また、「よる学校」では「絵を描くクラス」などを設け、地域の大人と子ども達がやりたい事を自主的に行える場所を提供しています。
ボランティア活動は、楽しみながら行うことと、活動する人を活かせる場所を作ることが大事だと感じます。仲間が増えることによってできる事が増え、それに成果がついてくることが毎日楽しいです。子ども達が自由に羽ばたける社会人になってもらいたいと願っています。」



その後行われたグループワークでは、お互いの自己紹介をした後、「今まで行ったボランティア活動」と、「私がこれから行いたいボランティア」を付箋に書き出して貼り、それぞれの思いや考えについて考え話し合いました。
それぞれのボランティアの内容を知ることは、気づきや発見につながり、新たな活動を考えるきっかけになったようです。
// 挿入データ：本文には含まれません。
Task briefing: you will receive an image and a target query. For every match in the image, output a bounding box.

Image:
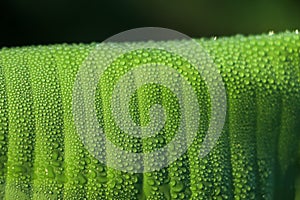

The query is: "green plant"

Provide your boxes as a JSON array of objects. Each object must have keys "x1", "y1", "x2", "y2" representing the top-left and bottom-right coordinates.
[{"x1": 0, "y1": 31, "x2": 299, "y2": 199}]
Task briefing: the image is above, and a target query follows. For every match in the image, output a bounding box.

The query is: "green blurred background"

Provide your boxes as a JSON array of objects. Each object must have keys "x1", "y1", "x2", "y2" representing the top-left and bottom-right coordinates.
[{"x1": 1, "y1": 0, "x2": 300, "y2": 47}]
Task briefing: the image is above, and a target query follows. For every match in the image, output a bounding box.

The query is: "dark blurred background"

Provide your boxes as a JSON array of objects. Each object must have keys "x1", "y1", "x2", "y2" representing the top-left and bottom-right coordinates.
[{"x1": 1, "y1": 0, "x2": 300, "y2": 47}]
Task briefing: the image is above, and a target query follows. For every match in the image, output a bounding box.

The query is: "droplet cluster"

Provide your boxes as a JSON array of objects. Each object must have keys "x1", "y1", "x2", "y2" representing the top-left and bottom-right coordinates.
[{"x1": 0, "y1": 30, "x2": 299, "y2": 199}]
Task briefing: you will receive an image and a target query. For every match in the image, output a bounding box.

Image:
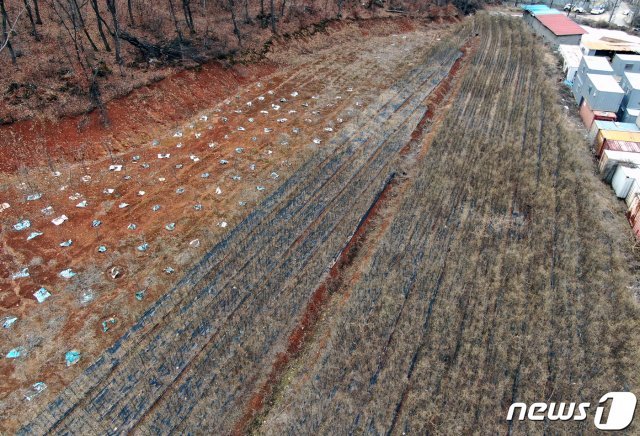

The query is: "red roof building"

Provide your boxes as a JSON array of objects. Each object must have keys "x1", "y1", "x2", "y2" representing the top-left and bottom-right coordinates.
[
  {"x1": 536, "y1": 14, "x2": 587, "y2": 36},
  {"x1": 524, "y1": 12, "x2": 586, "y2": 46}
]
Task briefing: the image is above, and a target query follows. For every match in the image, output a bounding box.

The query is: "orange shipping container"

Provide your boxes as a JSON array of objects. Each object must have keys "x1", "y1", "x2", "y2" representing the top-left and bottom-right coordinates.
[{"x1": 596, "y1": 130, "x2": 640, "y2": 156}]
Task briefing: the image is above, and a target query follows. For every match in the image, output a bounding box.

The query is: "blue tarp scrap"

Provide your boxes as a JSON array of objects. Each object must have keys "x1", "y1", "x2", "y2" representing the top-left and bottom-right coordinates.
[
  {"x1": 34, "y1": 287, "x2": 51, "y2": 303},
  {"x1": 60, "y1": 268, "x2": 77, "y2": 279},
  {"x1": 26, "y1": 193, "x2": 42, "y2": 201},
  {"x1": 2, "y1": 316, "x2": 18, "y2": 329},
  {"x1": 12, "y1": 268, "x2": 30, "y2": 280},
  {"x1": 65, "y1": 350, "x2": 81, "y2": 366},
  {"x1": 27, "y1": 231, "x2": 43, "y2": 241},
  {"x1": 24, "y1": 382, "x2": 47, "y2": 401},
  {"x1": 102, "y1": 317, "x2": 117, "y2": 333},
  {"x1": 6, "y1": 347, "x2": 25, "y2": 358},
  {"x1": 13, "y1": 220, "x2": 31, "y2": 231}
]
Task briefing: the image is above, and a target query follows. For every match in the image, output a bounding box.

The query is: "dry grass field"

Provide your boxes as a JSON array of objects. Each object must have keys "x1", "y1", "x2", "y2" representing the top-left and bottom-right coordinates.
[{"x1": 3, "y1": 12, "x2": 640, "y2": 434}]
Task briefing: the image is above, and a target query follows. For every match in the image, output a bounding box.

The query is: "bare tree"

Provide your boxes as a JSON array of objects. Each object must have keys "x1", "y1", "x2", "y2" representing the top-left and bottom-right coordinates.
[
  {"x1": 89, "y1": 0, "x2": 110, "y2": 51},
  {"x1": 32, "y1": 0, "x2": 42, "y2": 23},
  {"x1": 609, "y1": 0, "x2": 623, "y2": 24},
  {"x1": 0, "y1": 1, "x2": 25, "y2": 63},
  {"x1": 69, "y1": 0, "x2": 98, "y2": 51},
  {"x1": 228, "y1": 0, "x2": 242, "y2": 45},
  {"x1": 243, "y1": 0, "x2": 250, "y2": 23},
  {"x1": 270, "y1": 0, "x2": 276, "y2": 33},
  {"x1": 127, "y1": 0, "x2": 134, "y2": 25},
  {"x1": 168, "y1": 0, "x2": 184, "y2": 43},
  {"x1": 105, "y1": 0, "x2": 124, "y2": 67},
  {"x1": 23, "y1": 0, "x2": 41, "y2": 40},
  {"x1": 182, "y1": 0, "x2": 195, "y2": 34},
  {"x1": 53, "y1": 0, "x2": 100, "y2": 74}
]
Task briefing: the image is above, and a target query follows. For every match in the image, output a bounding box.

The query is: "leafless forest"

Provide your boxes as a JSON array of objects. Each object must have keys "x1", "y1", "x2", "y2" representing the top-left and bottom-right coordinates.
[{"x1": 0, "y1": 0, "x2": 470, "y2": 123}]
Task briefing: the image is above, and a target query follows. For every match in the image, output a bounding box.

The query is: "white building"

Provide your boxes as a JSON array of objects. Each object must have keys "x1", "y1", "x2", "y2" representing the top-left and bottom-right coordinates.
[
  {"x1": 572, "y1": 56, "x2": 615, "y2": 104},
  {"x1": 612, "y1": 54, "x2": 640, "y2": 77},
  {"x1": 559, "y1": 44, "x2": 582, "y2": 83},
  {"x1": 619, "y1": 72, "x2": 640, "y2": 122}
]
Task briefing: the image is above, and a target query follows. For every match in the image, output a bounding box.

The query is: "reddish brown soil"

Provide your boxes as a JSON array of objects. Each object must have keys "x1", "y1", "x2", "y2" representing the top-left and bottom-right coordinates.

サミットを主催した都農町ボランティア連絡協議会会長の堀口 哲子さんは「津崎さんはたくさんの経験をされていて、すごく驚きました。私たちも自分達で出来る活動を少しでも地道にできたらと思います。津崎さんの『頼まれたら断らない』という言葉は誰にでも出来る事では無いので素晴らしいと思いました。私もボランティアに対して真摯に向き合いたいという想いが強くなりました。これからも都農町のボランティアの繋がりを大事にしていきたいです。」と話しました。

サミットに参加した黒木 幸広さんは「ボランティアグループ同士が繋がりを深めるという企画で、初めての試みでしたが、今日参加して本当に良かったと思います。津崎さんのお話も聞く事ができ、他の団体の方々のボランティア活動の話も伺え、自分自身の大きな気づきともなりました。」と話しました。

同じくサミットに参加された河野結衣さんは「おじいちゃんおばあちゃん達が、この都農町の為に色々なふれあい活動や、地域に貢献する活動をされているのをサミットを通じて実感しました。私たちグリーンホープのような活動をされている方が他にもいらっしゃるんだという事を知り、とても有意義な時間となりました。」と話しました。

津崎 忠文
1949年生まれ宮崎県出身。上京後、フリーのグラフィックデザイナーとして活躍。東日本大震災後に、支援物資を被災地に届ける活動を独自に開始。宮崎に帰郷後は、子どもたちのためにと、学習支援やこども食堂などを行う。最近では、自らを「フードロスランナー」と命名し、宮崎県内を奔走中。SNS上では、老若男女を問わず大人気。